In court documents, Beckstead’s reputation is dragged through the mud – his past drug and alcohol use, his employment history and employment status, among other things, are questioned. “I couldn’t care less how they try to discredit me,” he says. “I’ve been dealing with this crap for almost 15 years.

And, you know, what I was before, before you are told that your child has three months to live, and what you become after, are two different people.”
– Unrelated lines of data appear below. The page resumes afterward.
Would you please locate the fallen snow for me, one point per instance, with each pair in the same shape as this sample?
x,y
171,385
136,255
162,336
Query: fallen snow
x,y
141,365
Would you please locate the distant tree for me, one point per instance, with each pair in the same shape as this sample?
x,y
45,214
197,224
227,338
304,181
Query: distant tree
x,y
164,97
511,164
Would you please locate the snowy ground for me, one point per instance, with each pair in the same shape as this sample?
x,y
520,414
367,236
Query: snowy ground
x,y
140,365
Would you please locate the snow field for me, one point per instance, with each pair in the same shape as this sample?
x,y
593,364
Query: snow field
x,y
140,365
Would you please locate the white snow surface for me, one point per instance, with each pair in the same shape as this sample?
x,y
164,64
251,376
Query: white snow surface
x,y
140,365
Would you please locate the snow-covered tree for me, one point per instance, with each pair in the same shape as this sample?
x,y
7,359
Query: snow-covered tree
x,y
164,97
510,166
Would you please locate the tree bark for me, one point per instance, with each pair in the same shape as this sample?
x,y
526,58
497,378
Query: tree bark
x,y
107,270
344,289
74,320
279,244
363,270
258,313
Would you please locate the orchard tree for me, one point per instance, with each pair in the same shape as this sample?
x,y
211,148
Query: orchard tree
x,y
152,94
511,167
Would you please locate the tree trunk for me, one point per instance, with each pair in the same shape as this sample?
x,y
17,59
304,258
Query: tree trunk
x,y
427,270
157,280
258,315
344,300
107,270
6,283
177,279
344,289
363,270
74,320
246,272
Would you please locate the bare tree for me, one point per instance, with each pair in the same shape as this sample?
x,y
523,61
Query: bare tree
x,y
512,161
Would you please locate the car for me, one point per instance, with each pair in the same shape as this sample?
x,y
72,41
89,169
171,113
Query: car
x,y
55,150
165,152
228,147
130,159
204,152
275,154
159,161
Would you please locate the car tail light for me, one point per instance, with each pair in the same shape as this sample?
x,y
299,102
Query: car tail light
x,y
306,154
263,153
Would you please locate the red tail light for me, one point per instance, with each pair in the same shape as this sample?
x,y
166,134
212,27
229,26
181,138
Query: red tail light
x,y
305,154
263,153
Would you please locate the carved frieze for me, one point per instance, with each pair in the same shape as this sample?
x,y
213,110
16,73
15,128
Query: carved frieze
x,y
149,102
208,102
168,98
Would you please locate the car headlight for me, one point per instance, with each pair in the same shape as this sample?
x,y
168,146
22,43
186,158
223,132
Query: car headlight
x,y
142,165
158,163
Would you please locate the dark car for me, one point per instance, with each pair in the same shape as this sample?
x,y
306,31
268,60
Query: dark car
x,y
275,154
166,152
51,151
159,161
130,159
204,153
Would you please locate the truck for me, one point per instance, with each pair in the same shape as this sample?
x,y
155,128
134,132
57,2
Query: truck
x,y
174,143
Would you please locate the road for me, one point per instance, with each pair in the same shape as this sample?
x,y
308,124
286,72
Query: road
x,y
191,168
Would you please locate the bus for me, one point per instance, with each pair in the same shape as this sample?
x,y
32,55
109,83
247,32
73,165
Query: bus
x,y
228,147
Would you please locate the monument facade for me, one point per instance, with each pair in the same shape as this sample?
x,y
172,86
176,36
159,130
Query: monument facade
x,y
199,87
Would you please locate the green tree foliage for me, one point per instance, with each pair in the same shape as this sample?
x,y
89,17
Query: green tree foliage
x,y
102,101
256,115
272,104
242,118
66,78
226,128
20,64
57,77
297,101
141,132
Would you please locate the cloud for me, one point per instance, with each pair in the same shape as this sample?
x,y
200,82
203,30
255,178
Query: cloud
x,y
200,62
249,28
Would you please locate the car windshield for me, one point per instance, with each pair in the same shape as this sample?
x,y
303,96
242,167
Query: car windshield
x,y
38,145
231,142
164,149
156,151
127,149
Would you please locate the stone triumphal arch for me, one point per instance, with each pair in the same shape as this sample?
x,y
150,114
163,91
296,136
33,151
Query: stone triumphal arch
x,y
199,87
Beckstead, for the record, has high expectations of people, and at times, he challenged the care doctors and nurses were giving to his son. In family medical situations, being a strong advocate for a patient can sometimes be all that stands between treatment and neglect. So Beckstead decided to be an advocate. Perhaps, he says, he was too aggressive an advocate for his son – because his advocacy will continue to haunt him even after his case is settled. Particularly since his perspective, as a parent, now has to go up against that of his physicians, who clearly don’t feel directly responsible for Spencer’s death.

“Spencer was stable at the time and had been, as we have already outlined, for the past month,” Farrell insists in her deposition. “His final demise occurred on the 7th of September. And if he had been discharged and this happened at home, am I still responsible for his care?

“I know that looking at it three years later and sitting here, that I would never be able to change the course of events and would have changed anything that would have affected Spencer’s outcome, and neither would any of my colleagues. … None of us could have done anything to save him.”

And perhaps that is the case – it is possible that nobody could have fixed the problem that killed Spencer. But it’s the following line in Farrell’s deposition that Beckstead particularly disagrees with:

“Spencer died on Sept. the 7th, I was not responsible in any way for his death.”